Oxyi,
This problem often occurs due to disk layout of the volumes, file system structures, and the behavior of the operating system at the time the recovery point image was made.
Though verification is turned on during the imaging process, the verification process only validates that what was backup was indeed what was seen during the snapshot phase of a drive at that specific time. If there was drive corruption, not severe enough to prevent us from backing up the drive in the first place, BESR - being a sector base imaging product - will backup the drive even if file system corruption exist.
If the corruption is a disk descriptor needed to give our mounting driver the ability to read the disk layout stored within the image, such as what the utility Recovery point browser will do when opening a recovery point image, it will open the image but would show you a drive of empty contents as you have described. If you run a validation of the image again it will come back still valid since the data, at the sector level, matches the copied snapshot image per check sum per block of data at the time of its creation; it does not validate the file system integrity.
If you do not have recovery point images dating back before the file system corruption I would perform the following steps:
1. Check you windows system event logs to see if you have system events from the source ‘Disk’; investigate the event Id assigned to it.
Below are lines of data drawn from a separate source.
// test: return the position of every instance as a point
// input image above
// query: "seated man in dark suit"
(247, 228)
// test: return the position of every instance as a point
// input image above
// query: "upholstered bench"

2. Within your troubleshooting you ran a Check disk on the original RAID 5 array. And you got an error similar to: File system is RAW; CHKDSK is not available for RAW drives.
3. Drive shows up in Disk management, and a drive letter has been given to it, but prompts to be formatted
If so, and you still have the original disks, I suggest seeking out data recovery service or software; you might still be able to recover data from these volumes.
If you do not have the original drives still and though you got these errors, if this occurs near the end of a restore proceed in seeing if you can recover the data through a recovery service or software.
I have not seen, << has anyone else in the forums>> if a recovery service or software is capable of restoring files from a software mounted drives. If it was able to as soon the drive is dismounted, for what ever reason, the changes to the virtual drive, at least through BESR would be lost; changes made to a mounted recovery point image are not saved to its corresponding recovery point file.